The two NearFall books also manage to weave in some historical aspects of wrestling. "I wanted to incorporate some wrestling history, to get readers to think about some of the great stars of the sport, and the various styles of wrestling," said Reasbeck. What's more, in NearFall II, the book takes on regional aspects by having the boys go to a summer wrestling camp, where they meet up with young wrestlers from other parts of the country. There's a lively discussion among the characters about the relative merits of wrestlers and wrestling styles in hotbed states such as Iowa, Oklahoma, Pennsylvania, and New Jersey.

Keeping it real off the mat, too

The first two books in the NearFallseries go beyond the wrestling room and matches to incorporate the world of teens and pre-teens, addressing issues such as dating, peer pressure, bullying, abuse, economic pressures of a parent without a job. There are different types of families within the story: Matt and Mike have two strict-but-loving parents ... while Dan deals with a father who can be physically and mentally abusive when drunk ... while Billy and his younger sister are raised by a single mother, having lost their father to a heart attack.

While addressing real-life concerns of teens and pre-teens, Joe Reasbeck has strived to make the NearFallbooks appropriate for readers as young as fourth grade. "The hardest thing in writing to this age group is not to cross a line regarding language and subject matter," said the author. "There's no swearing, or sex."

"The challenge is to keep it relevant and real for young readers, yet still pass muster with parents, coaches and librarians ... You don't want it to be preachy, or not ring true for readers."

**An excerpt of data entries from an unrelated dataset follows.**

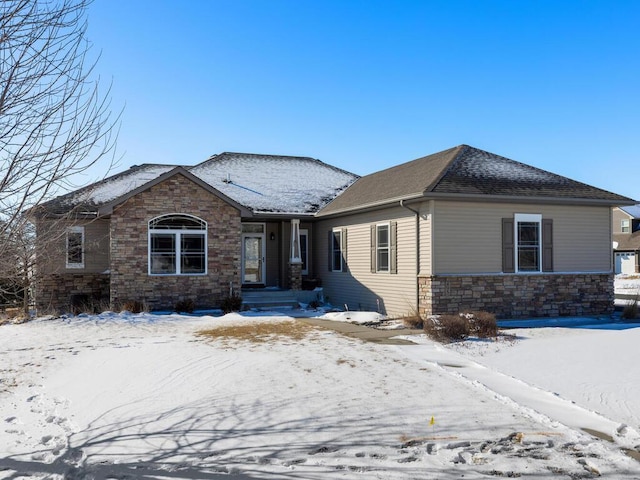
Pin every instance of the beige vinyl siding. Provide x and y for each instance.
(52, 251)
(357, 287)
(467, 236)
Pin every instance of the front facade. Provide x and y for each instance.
(470, 230)
(459, 230)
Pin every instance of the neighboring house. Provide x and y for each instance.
(626, 239)
(458, 230)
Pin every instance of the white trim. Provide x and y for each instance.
(339, 231)
(304, 232)
(79, 230)
(532, 218)
(263, 262)
(177, 233)
(387, 248)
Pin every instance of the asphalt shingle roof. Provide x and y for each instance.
(262, 183)
(464, 171)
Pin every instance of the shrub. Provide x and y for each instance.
(232, 303)
(185, 306)
(454, 327)
(482, 324)
(133, 306)
(630, 310)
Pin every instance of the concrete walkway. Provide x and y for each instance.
(362, 332)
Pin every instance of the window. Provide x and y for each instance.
(624, 226)
(304, 248)
(75, 247)
(177, 245)
(527, 243)
(336, 242)
(383, 248)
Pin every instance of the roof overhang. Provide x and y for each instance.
(421, 197)
(107, 208)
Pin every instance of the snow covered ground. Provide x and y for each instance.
(121, 396)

"It's most gratifying to get letters from kids who say that they don't read that much, but really enjoyed the first book."

Reinforcing the value of wrestling

Joe Reasbeck truly sees the value in the sport of wrestling, not just for his own life, but in the lives of others.

Joe Reasbeck
"I grew up with parents who were teachers. Dad was a wrestling coach. In fact, he was active in bringing the sport to the Duluth-Superior area."

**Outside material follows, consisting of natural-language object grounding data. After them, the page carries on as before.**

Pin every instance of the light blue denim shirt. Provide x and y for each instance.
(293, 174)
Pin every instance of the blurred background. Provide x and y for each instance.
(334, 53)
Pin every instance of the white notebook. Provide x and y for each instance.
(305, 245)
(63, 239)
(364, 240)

"I was blessed to have that upbringing. Some of my friends weren't. However, I saw what wrestling did for friends who could have gone either way, who are now positive contributors to their communities."

"Wrestling can be a true difference-maker in someone's life."

"As I get older, I've come to appreciate guys who are supposedly 'not going anywhere' who are making strides to achieve great things through wrestling."

"The beauty of wrestling is, if you're big or small, slow or fast, a jock or not, you can excel."

All those messages come through in the first two books in the NearFallseries, which makes these books winners for young readers.